Tarantool discussions archive
 help / color / mirror / Atom feed
* [Tarantool-discussions] Implicit cast in SQL
@ 2020-01-11 13:33 Mergen Imeev
  2020-01-11 21:49 ` Peter Gulutzan
  0 siblings, 1 reply; 3+ messages in thread
From: Mergen Imeev @ 2020-01-11 13:33 UTC (permalink / raw)
  To: tarantool-discussions

Hi all,
I have a question to discuss. I know that we have discussed this
issue quite a few times. But, since we have a few open issues on
github, I think the final answer has not yet been found. I want to
completely close the issue this time.

I would like to start with an implicit cast. Implicit cast
consists of implicit type conversion for COMPARISON and implicit
type conversion for ASSIGNMENT.


Currently, all types can be divided into four categories:
numeric (UNSIGNED, INTEGER, NUMBER, DOUBLE), string (STRING),
binary (VARBINARY) and boolean (BOOLEAN). We also have a scalar
type, but any value of a scalar type has some subtype that can be
placed in one of these four categories.

So, I suggest this:
Implicit type conversion for COMPARISON:
1) types of the same category can be implicitly cast to each
other;
2) types of different categories cannot be implicitly cast to
each other.

Implicit type conversion for ASSIGNMENT:
1) If a user-defined cast function (UDCF) is defined, then this
function is used;
2) If UDCF is not defined, then types of the same category can be
implicitly cast to each other, and types of different categories
cannot be implicitly cast to each other.

I think this is what ANSI says.

We currently do not have such a thing as UDCF. I suggest to fill
an issue and use the same rules for ASSIGNMENT as for COMPARISON.
In fact, I think we can create a special option for assigning
UCDF during the rework of implicit type conversion for ASSIGNMENT.

What do you think about this?

^ permalink raw reply	[flat|nested] 3+ messages in thread

* Re: [Tarantool-discussions] Implicit cast in SQL
  2020-01-11 13:33 [Tarantool-discussions] Implicit cast in SQL Mergen Imeev
@ 2020-01-11 21:49 ` Peter Gulutzan
  2020-01-12 12:40   ` Mergen Imeev
  0 siblings, 1 reply; 3+ messages in thread
From: Peter Gulutzan @ 2020-01-11 21:49 UTC (permalink / raw)
  To: Mergen Imeev, tarantool-discussions

Hi,

On 2020-01-11 6:33 a.m., Mergen Imeev wrote:
 > Hi all,
 > I have a question to discuss. I know that we have discussed this
 > issue quite a few times.

Very true! I thought that most of these matters were settled.
Some of the discussions were with K. Osipov or CCed to dev,
for example the long Re: [dev] cast thread.
Should they be on the email "To:" list?

 > But, since we have a few open issues on
 > github, I think the final answer has not yet been found.

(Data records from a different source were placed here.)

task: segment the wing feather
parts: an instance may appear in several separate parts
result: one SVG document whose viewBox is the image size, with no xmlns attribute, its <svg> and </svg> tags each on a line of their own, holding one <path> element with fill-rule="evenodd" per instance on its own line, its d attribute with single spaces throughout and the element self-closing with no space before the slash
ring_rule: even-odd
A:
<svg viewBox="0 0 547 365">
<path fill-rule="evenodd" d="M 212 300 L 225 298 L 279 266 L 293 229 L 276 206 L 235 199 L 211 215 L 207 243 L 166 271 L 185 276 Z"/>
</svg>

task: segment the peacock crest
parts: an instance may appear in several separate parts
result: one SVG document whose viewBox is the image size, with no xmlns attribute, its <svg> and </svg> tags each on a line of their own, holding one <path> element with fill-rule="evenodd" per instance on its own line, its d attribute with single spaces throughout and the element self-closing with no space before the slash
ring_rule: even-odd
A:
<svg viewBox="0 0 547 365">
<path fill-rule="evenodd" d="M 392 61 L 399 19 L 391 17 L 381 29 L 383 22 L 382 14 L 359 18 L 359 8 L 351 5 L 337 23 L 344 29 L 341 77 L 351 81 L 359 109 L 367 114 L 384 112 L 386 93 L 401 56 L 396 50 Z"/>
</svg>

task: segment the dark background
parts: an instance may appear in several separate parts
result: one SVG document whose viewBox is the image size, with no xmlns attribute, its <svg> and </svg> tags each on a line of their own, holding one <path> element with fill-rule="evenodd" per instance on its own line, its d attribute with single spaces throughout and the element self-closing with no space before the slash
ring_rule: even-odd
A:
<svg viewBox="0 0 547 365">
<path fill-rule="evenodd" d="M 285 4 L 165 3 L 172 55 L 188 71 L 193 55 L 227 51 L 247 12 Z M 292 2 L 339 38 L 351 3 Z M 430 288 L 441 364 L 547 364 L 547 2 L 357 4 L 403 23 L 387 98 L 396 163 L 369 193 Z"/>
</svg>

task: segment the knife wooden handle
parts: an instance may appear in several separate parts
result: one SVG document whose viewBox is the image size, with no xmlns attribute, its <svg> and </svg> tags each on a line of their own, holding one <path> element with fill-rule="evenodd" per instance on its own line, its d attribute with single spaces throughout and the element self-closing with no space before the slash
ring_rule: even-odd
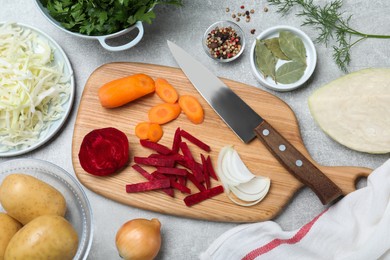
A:
<svg viewBox="0 0 390 260">
<path fill-rule="evenodd" d="M 257 138 L 299 181 L 308 186 L 326 205 L 343 195 L 341 189 L 302 155 L 265 120 L 255 128 Z"/>
</svg>

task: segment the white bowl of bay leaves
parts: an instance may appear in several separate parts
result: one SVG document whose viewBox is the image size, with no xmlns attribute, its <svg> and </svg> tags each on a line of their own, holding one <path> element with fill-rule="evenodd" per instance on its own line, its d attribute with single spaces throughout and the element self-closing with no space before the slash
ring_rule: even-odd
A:
<svg viewBox="0 0 390 260">
<path fill-rule="evenodd" d="M 291 26 L 263 31 L 253 42 L 250 57 L 254 76 L 276 91 L 302 86 L 313 74 L 317 53 L 312 40 Z"/>
</svg>

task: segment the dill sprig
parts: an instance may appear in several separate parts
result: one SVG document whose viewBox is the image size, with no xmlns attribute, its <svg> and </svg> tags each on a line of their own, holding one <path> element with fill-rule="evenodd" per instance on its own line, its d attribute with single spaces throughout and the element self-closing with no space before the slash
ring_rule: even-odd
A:
<svg viewBox="0 0 390 260">
<path fill-rule="evenodd" d="M 316 42 L 329 45 L 331 40 L 336 43 L 333 48 L 333 59 L 344 72 L 351 62 L 351 48 L 367 38 L 390 38 L 390 35 L 376 35 L 359 32 L 349 26 L 352 15 L 345 17 L 341 11 L 342 0 L 334 0 L 323 6 L 316 5 L 313 0 L 268 0 L 278 7 L 277 12 L 287 15 L 294 6 L 301 8 L 296 14 L 304 17 L 303 26 L 311 26 L 318 31 Z"/>
</svg>

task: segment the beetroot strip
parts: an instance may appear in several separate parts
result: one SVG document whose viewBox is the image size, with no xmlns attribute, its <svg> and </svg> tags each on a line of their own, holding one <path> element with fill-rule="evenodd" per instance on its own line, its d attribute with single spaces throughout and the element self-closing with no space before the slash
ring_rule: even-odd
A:
<svg viewBox="0 0 390 260">
<path fill-rule="evenodd" d="M 209 171 L 208 171 L 208 168 L 207 168 L 207 161 L 206 161 L 206 158 L 204 157 L 203 154 L 200 154 L 200 158 L 202 160 L 203 177 L 204 177 L 204 181 L 206 183 L 206 188 L 210 189 L 211 188 L 211 183 L 210 183 Z"/>
<path fill-rule="evenodd" d="M 144 164 L 149 166 L 161 166 L 161 167 L 173 167 L 175 161 L 172 159 L 161 159 L 151 157 L 138 157 L 134 156 L 134 162 L 138 164 Z"/>
<path fill-rule="evenodd" d="M 173 174 L 178 176 L 187 176 L 188 171 L 181 168 L 171 168 L 171 167 L 157 167 L 157 172 L 163 174 Z"/>
<path fill-rule="evenodd" d="M 206 199 L 212 198 L 221 193 L 223 193 L 223 187 L 219 185 L 209 190 L 204 190 L 195 194 L 188 195 L 187 197 L 184 198 L 184 203 L 186 204 L 187 207 L 191 207 L 192 205 L 195 205 Z"/>
<path fill-rule="evenodd" d="M 179 152 L 180 143 L 181 143 L 181 135 L 180 135 L 180 127 L 178 127 L 175 131 L 175 135 L 173 136 L 172 153 L 176 154 Z"/>
<path fill-rule="evenodd" d="M 192 156 L 192 153 L 190 151 L 190 148 L 188 148 L 187 143 L 181 142 L 180 149 L 183 152 L 186 161 L 185 167 L 190 169 L 194 173 L 195 178 L 198 180 L 198 182 L 203 182 L 204 178 L 201 165 L 195 161 L 194 156 Z"/>
<path fill-rule="evenodd" d="M 134 164 L 131 166 L 134 170 L 136 170 L 139 174 L 141 174 L 145 179 L 147 179 L 148 181 L 152 181 L 154 180 L 155 178 L 150 174 L 148 173 L 144 168 L 142 168 L 140 165 L 138 164 Z"/>
<path fill-rule="evenodd" d="M 181 185 L 180 183 L 178 183 L 174 180 L 171 180 L 171 187 L 175 188 L 183 193 L 191 194 L 191 190 L 188 187 Z"/>
<path fill-rule="evenodd" d="M 180 149 L 183 152 L 184 158 L 190 161 L 195 161 L 194 157 L 192 156 L 192 153 L 190 151 L 190 148 L 188 148 L 188 145 L 186 142 L 181 142 L 180 143 Z"/>
<path fill-rule="evenodd" d="M 180 185 L 187 186 L 187 178 L 183 176 L 177 176 L 177 181 L 180 183 Z"/>
<path fill-rule="evenodd" d="M 142 168 L 138 164 L 134 164 L 131 167 L 134 170 L 136 170 L 138 173 L 140 173 L 148 181 L 152 181 L 152 180 L 156 180 L 157 179 L 151 173 L 147 172 L 144 168 Z M 164 189 L 162 189 L 162 191 L 165 192 L 168 196 L 171 196 L 172 198 L 175 196 L 175 194 L 173 193 L 173 189 L 171 189 L 171 188 L 164 188 Z"/>
<path fill-rule="evenodd" d="M 206 188 L 200 183 L 192 173 L 187 174 L 187 178 L 198 188 L 200 191 L 206 190 Z"/>
<path fill-rule="evenodd" d="M 180 130 L 180 136 L 184 137 L 185 139 L 187 139 L 188 141 L 190 141 L 194 145 L 198 146 L 203 151 L 206 151 L 206 152 L 211 151 L 211 148 L 209 145 L 202 142 L 201 140 L 199 140 L 198 138 L 196 138 L 195 136 L 193 136 L 192 134 L 188 133 L 185 130 Z"/>
<path fill-rule="evenodd" d="M 167 154 L 170 154 L 172 152 L 172 150 L 169 149 L 168 147 L 166 147 L 165 145 L 151 142 L 148 140 L 140 140 L 140 144 L 143 147 L 146 147 L 146 148 L 152 149 L 153 151 L 158 152 L 159 154 L 167 155 Z"/>
<path fill-rule="evenodd" d="M 126 192 L 134 193 L 134 192 L 158 190 L 162 188 L 169 188 L 170 186 L 171 186 L 171 182 L 169 181 L 169 179 L 152 180 L 148 182 L 127 184 Z"/>
<path fill-rule="evenodd" d="M 217 177 L 217 174 L 215 174 L 214 167 L 213 167 L 213 164 L 211 162 L 210 155 L 207 156 L 206 162 L 207 162 L 207 170 L 208 170 L 208 172 L 210 174 L 210 177 L 217 181 L 218 177 Z"/>
<path fill-rule="evenodd" d="M 164 154 L 158 154 L 158 153 L 152 153 L 151 155 L 148 156 L 148 158 L 157 158 L 157 159 L 163 159 L 163 160 L 173 160 L 175 162 L 180 162 L 184 161 L 185 158 L 181 154 L 169 154 L 169 155 L 164 155 Z"/>
</svg>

I see two open issues on github say implicit cast:
#3809 sql: implicit type cast problems during assignment 
https://github.com/tarantool/tarantool/issues/3809
#4230 sql: implicit type cast during comparison 
https://github.com/tarantool/tarantool/issues/4230
Are there others that I have missed?

 > I want to
 > completely close the issue this time.
 >
 > I would like to start with an implicit cast. Implicit cast
 > consists of implicit type conversion for COMPARISON and implicit
 > type conversion for ASSIGNMENT.

I will compare your suggestion with the chart that I wrote for
the documentation, which was the result of my understanding from
prior discussions. The documentation has not been published,
but can be seen in section Data type conversion, lines 1632 and 
following, in
https://github.com/tarantool/doc/blob/pgulutzan-2.3/doc/reference/reference_sql/sql.rst

 > Currently, all types can be divided into four categories:
 > numeric (UNSIGNED, INTEGER, NUMBER, DOUBLE), string (STRING),
 > binary (VARBINARY) and boolean (BOOLEAN). We also have a scalar
 > type, but any value of a scalar type has some subtype that can be
 > placed in one of these four categories.
 >

Please don't call them "subtypes". I proposed that we should regard
SCALAR as a supertype (and therefore the rules for the supertype
would apply for the subtype), but that was rejected.

 > So, I suggest this:
 > Implicit type conversion for COMPARISON:
 > 1) types of the same category can be implicitly cast to each
 > other;

Or "implicitly cast to the type whose range includes both values".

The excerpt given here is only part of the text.